Search code examples
elasticsearchtime-seriesinfluxdb

Influxdb(single node) scaling to ~200 writes per second


What is the maximum number of points that can be written to influxdb (single node) per second? Is it feasible to scale influxdb without going for the paid cluster? And should I consider elasticsearch instead of influxdb for time series data (~3000 bytes/sec/user) if I am expecting around 60 concurrent users?


Solution

  • Depends on hardware.

    Limiting factors are

    • Cardinality of series in the DB (total unique series)
    • WAL disk throughput (this could be put on tmpfs if you don't have SSD)
    • Data disk throughput (use SSD for best results)
    • RAM (more is better)
    • CPU for ingestion, indexing and queries

    How far a single node can go largely depends on these and on the workload.
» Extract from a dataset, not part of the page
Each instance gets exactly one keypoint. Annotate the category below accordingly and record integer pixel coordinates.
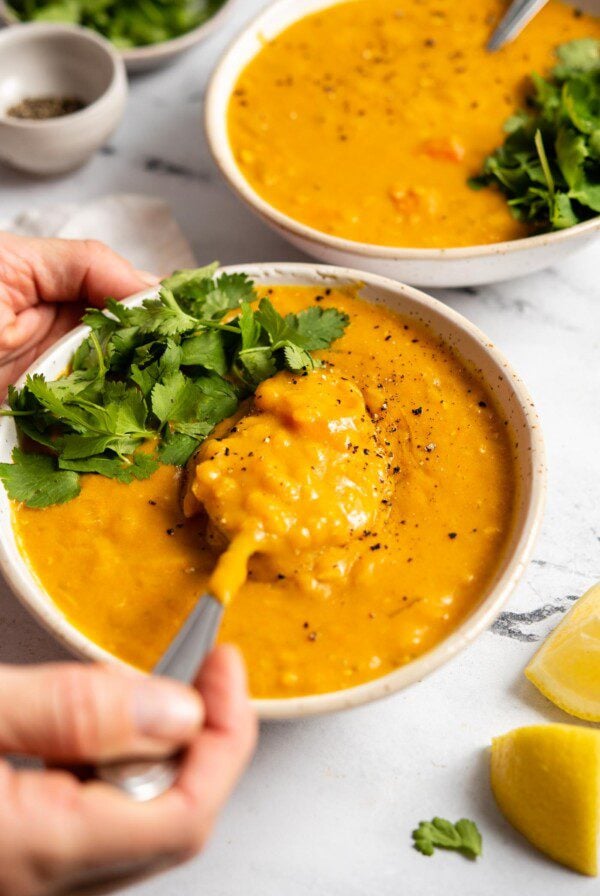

    For write-heavy workloads of low cardinality, CPU generally tends to run out faster than anything else, assuming SSDs are used and disk I/O has been optimised accordingly.

    After that, cardinality is the biggest limiting factor. Schema design plays a huge role, much bigger than number of nodes.

    From some benchmarks I have done, a single node easily scales to ~70K series per second, with CPU being the limiting factor. This was on an old version though, likely higher than that now. Again, largely depends on data and schema design.

    It is feasible to scale it without paid cluster by adding separate nodes, but not if you want to keep a homogeneous view (single source of all your data). Scaling vertically (more CPU, RAM) works only as long as cardinality remains consistent, meaning more data points for roughly same number of series.

    InfluxDB suggest up to 250K writes / second with 25 queries per second on up to 1M unique queries is feasible on a single node. See hardware guidelines.

    For the amount of data you have single node is more than enough - size of data does not matter, number of series does. Avoid elasticsearch for time series data - needs much more infrastructure to handle same amount of data.